Nicci gritted her teeth. “What counter?”
“The boxes of Orden.”
Nicci’s eyes widened. “The boxes of Orden were created to be the counter to the Chainfire event you’ve initiated?”
“That’s right. Isn’t that delicious? What’s more, we’ve put the boxes in play.”
Nicci let out a deep breath. “Well, like I said, you seem to have it all figured out.”
Tovi winced. “Well—almost. There is only one minor issue.”
“Like what?”
“Well, you see, the stupid bitch only brought out one box the first time we sent her in. We couldn’t allow the boxes to be seen, because, unlike Richard’s love, people would remember seeing the boxes of Orden.

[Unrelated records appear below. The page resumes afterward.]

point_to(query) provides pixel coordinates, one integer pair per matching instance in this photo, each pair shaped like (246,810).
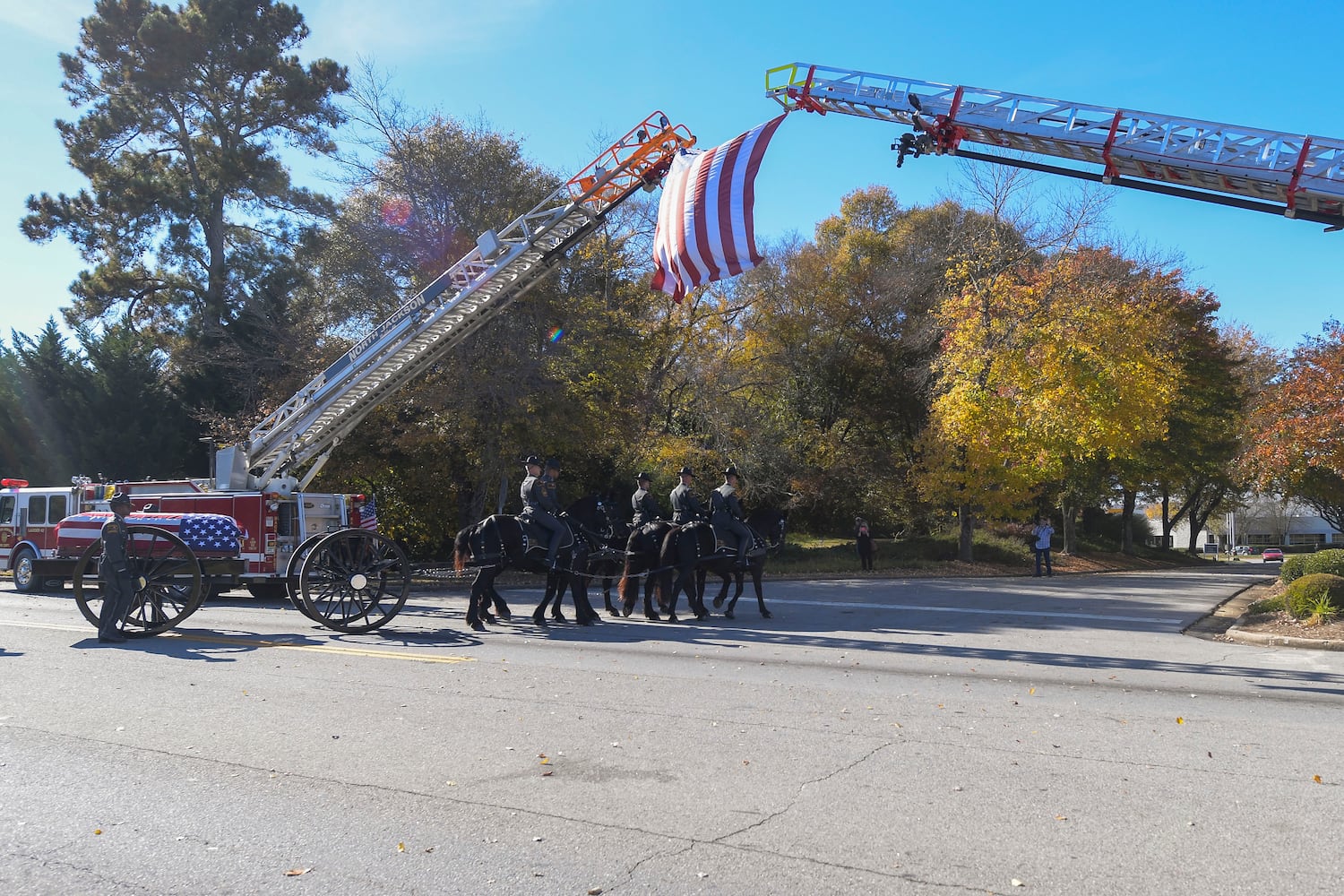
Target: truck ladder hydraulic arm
(1292,175)
(503,266)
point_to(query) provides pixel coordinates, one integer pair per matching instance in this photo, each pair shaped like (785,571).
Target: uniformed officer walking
(540,506)
(645,505)
(115,571)
(685,506)
(726,513)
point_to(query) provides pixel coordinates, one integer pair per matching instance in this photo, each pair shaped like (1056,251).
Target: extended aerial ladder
(1292,175)
(503,266)
(354,579)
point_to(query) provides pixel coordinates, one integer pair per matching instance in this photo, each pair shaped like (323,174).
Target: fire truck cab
(31,516)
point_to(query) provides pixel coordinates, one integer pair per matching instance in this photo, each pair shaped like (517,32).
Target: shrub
(1293,567)
(1309,594)
(1330,562)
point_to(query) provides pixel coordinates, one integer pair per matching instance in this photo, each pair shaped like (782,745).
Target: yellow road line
(261,642)
(316,648)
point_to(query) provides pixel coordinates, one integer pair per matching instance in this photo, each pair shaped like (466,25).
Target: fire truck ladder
(502,268)
(1290,175)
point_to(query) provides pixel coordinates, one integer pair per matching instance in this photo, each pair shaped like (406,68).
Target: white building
(1262,521)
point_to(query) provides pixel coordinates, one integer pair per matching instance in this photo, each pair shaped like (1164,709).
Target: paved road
(875,737)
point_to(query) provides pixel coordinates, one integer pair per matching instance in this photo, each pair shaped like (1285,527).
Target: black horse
(500,541)
(642,559)
(693,552)
(607,559)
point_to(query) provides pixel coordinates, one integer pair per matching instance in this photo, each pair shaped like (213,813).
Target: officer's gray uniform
(726,516)
(115,573)
(645,508)
(539,505)
(685,506)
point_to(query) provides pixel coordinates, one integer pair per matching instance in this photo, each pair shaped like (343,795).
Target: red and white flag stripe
(706,228)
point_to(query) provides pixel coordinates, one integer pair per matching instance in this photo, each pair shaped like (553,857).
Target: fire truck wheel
(354,581)
(164,573)
(24,579)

“Kahlan said she had no room in her pack. Sister Ulicia was furious. She beat the girl to a bloody mess—you would have loved it, Sister Nicci—and told her to leave something out to make room if she had to, then sent her back in to get the other two boxes.”
Tovi winced under a pang of pain. “We feared to wait, though. Sister Ulicia sent me on with the first box and said she would catch up with us later.” Tovi groaned under the agony of another stitch of pain. “I had the first box with me. The Seeker, the one with Sword of Truth, anyway, surprised me and ran me though. He snatched the box. Once Kahlan finally retrieved them, Sister Ulicia then had those two and thought that I had the third, so before she left the palace, she put the magic of Orden in play.”
Nicci staggered to her feet. She felt dizzy. She could hardly believe it. But she knew, now, that it was all true. Richard had been right all along. With almost nothing to go on, he had basically figured it all out. And all along no one in the world would listen to him—no one in a world that was unraveling around them in an uncontrolled Chainfire event.